Please check the logs after 5.
05-22-2015 02:08 AM
The only failure you had past 6pm was one of the database failed for <Policy_SQL_Daily>,
still looks in low verbosity.
dbclient.log
18:08:22.499 [7228.8760] <16> CODBCaccess::LogODBCerr: DBMS MSG - SQL Message <3013><[Microsoft][ODBC SQL Server Driver][SQL Server]BACKUP DATABASE is terminating abnormally.>
18:08:22.511 [7228.8760] <2> vnet_pbxConnect: pbxConnectEx Succeeded
18:08:22.511 [7228.8760] <2> logconnections: BPRD CONNECT FROM X.X.X.X.64258 TO X.X.X.X.1556 fd = 1028
18:08:22.575 [7228.8760] <16> Dbbackrec::PerformNBOperation: ERR - Error found executing <backup database "Database1" to VIRTUAL_DEVICE='VNBU0-7228-8760-1431986485', VIRTUAL_DEVICE='VNBU1-7228-8760-1431986485' with stats = 10, blocksize = 65536, maxtransfersize = 65536, buffercount = 4, differential>.
18:08:22.586 [7228.8760] <2> vnet_pbxConnect: pbxConnectEx Succeeded
You have "Database1" setup in the bch script?
That logical database doesn't exist in your environment. So look to remove it.
05-28-2015 03:16 PM
Hey i was out for a while.
I have again uploaded the dbclient log with high verbosity=3.
Both full backup and INC backup is getting failed for 2 databases. I observed, INC backup is getting failed exactly writing same byte count approx 100 Gb and taking 1 hour time. Not sure as getting failure in full as well. Do not have good backup since long.
05-29-2015 03:35 AM
Any reason why the log file starts at 09:29?

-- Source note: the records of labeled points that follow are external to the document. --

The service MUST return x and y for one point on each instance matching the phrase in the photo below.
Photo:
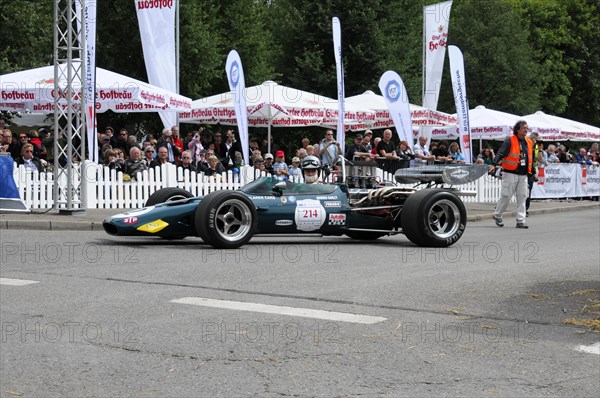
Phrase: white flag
(337, 49)
(393, 90)
(89, 90)
(435, 25)
(237, 84)
(459, 87)
(157, 29)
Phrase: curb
(489, 216)
(46, 225)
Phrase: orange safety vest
(511, 161)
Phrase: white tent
(270, 104)
(491, 124)
(420, 116)
(569, 129)
(33, 90)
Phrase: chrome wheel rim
(233, 220)
(443, 219)
(175, 197)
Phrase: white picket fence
(106, 188)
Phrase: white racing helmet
(311, 163)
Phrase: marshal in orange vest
(511, 161)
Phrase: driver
(311, 169)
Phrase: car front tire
(226, 219)
(433, 218)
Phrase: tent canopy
(569, 129)
(33, 90)
(420, 116)
(271, 104)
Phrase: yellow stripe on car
(153, 226)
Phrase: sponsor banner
(339, 66)
(156, 19)
(567, 180)
(237, 84)
(435, 21)
(459, 87)
(396, 98)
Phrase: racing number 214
(311, 213)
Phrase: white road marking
(280, 310)
(16, 282)
(590, 349)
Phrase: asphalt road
(483, 318)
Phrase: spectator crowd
(214, 152)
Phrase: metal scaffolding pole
(69, 122)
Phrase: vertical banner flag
(89, 26)
(337, 50)
(392, 88)
(157, 29)
(237, 84)
(459, 87)
(435, 28)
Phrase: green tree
(583, 56)
(549, 35)
(500, 64)
(27, 39)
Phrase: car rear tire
(226, 219)
(363, 235)
(433, 218)
(167, 195)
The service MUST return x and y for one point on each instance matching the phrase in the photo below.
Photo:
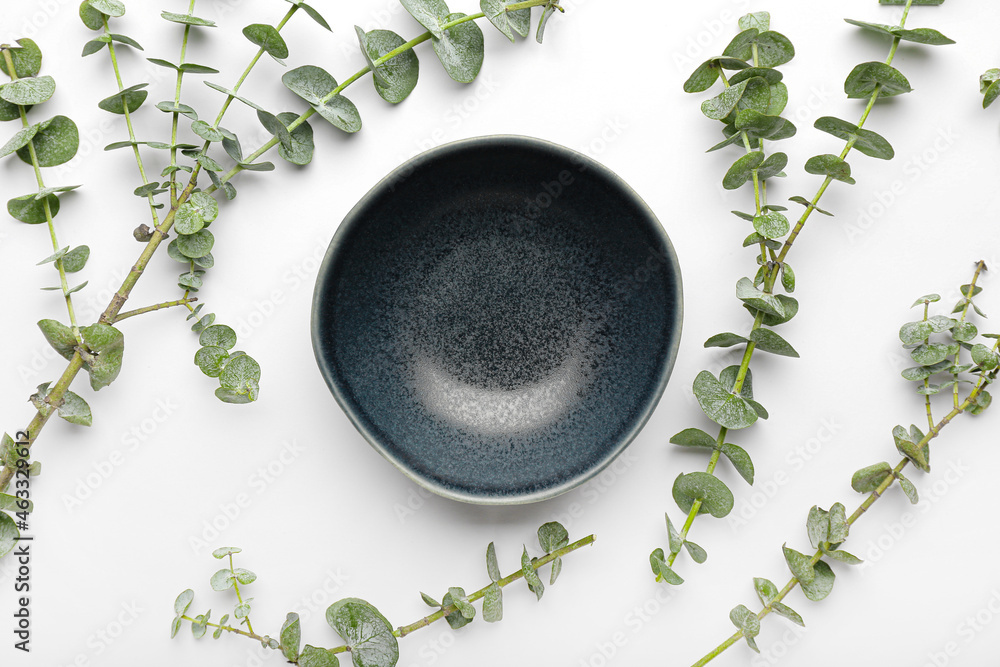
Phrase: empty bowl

It starts with a network error.
10053 is a TCP error.
You need to get network team involved or look at TCP tuning at OS-level on SQL client and media server.
05-29-2015 04:27 AM
Some times increasing the VDITIMEOUT in the bch script and CLIENT_READ_TIMEOUT, CLIENT_CONNECT_TIMEOUT on the client and media server can help with this kind of problem. If it is not possible to find anything on the network/OS side.
05-29-2015 04:27 PM
05-29-2015 04:30 PM
05-29-2015 06:42 PM
VDItimeout did not worked.
I have found the below mention warning only on two problematic databases. These are showing in parent SQL backup job and it is thrown prior to backup start writing on any database or i can say prior to generate stripes.
Info bpbrm (pid=26784) reading file list for client
05/29/2015 18:00:49 - Info bpbrm (pid=26784) starting bphdb on client
05/29/2015 18:00:49 - Info dbclient (pid=8060) WARN - No files were found in Database10..sysfiles for filegroup Archive (group id 2)
05/29/2015 18:00:49 - Info dbclient (pid=8060) WARN - No files were found in Database10..sysfiles for filegroup BKT1 (group id 3)
05/29/2015 18:00:49 - Info dbclient (pid=8060) WARN - No files were found in Database10..sysfiles for filegroup BKT14 (group id 4)
05/29/2015 18:00:49 - Info dbclient (pid=8060) WARN - No files were found in Database10..sysfiles for filegroup BKT213 (group id 5)
05/29/2015 18:00:49 - Info dbclient (pid=8060) WARN - No files were found in Database10..sysfiles for filegroup BKTMNLY (group id 6)
05/29/2015 18:00:49 - Info dbclient (pid=8060) WARN - No files were found in Database20..sysfiles for filegroup BKT1 (group id 4)
05/29/2015 18:00:49 - Info dbclient (pid=8060) WARN - No files were found in Database20..sysfiles for filegroup BKT14 (group id 5)
05/29/2015 18:00:49 - Info dbclient (pid=8060) WARN - No files were found in Database20..sysfiles for filegroup BKT213 (group id 6)
05/29/2015 18:00:49 - Info dbclient (pid=8060) WARN - No files were found in Database20..sysfiles for filegroup BKTMNLY (group id 7)
05/29/2015 18:00:50 - Info bphdb (pid=4792) Backup started
05/29/2015 18:00:52 - Info dbclient (pid=8060) INF - BACKUP STARTED USING
06-30-2015 03:11 PM
This issue has been resolved by making the TCP tuning on client and change the paramter to 0 like maxtransfer speed,block size and numbuffer 1.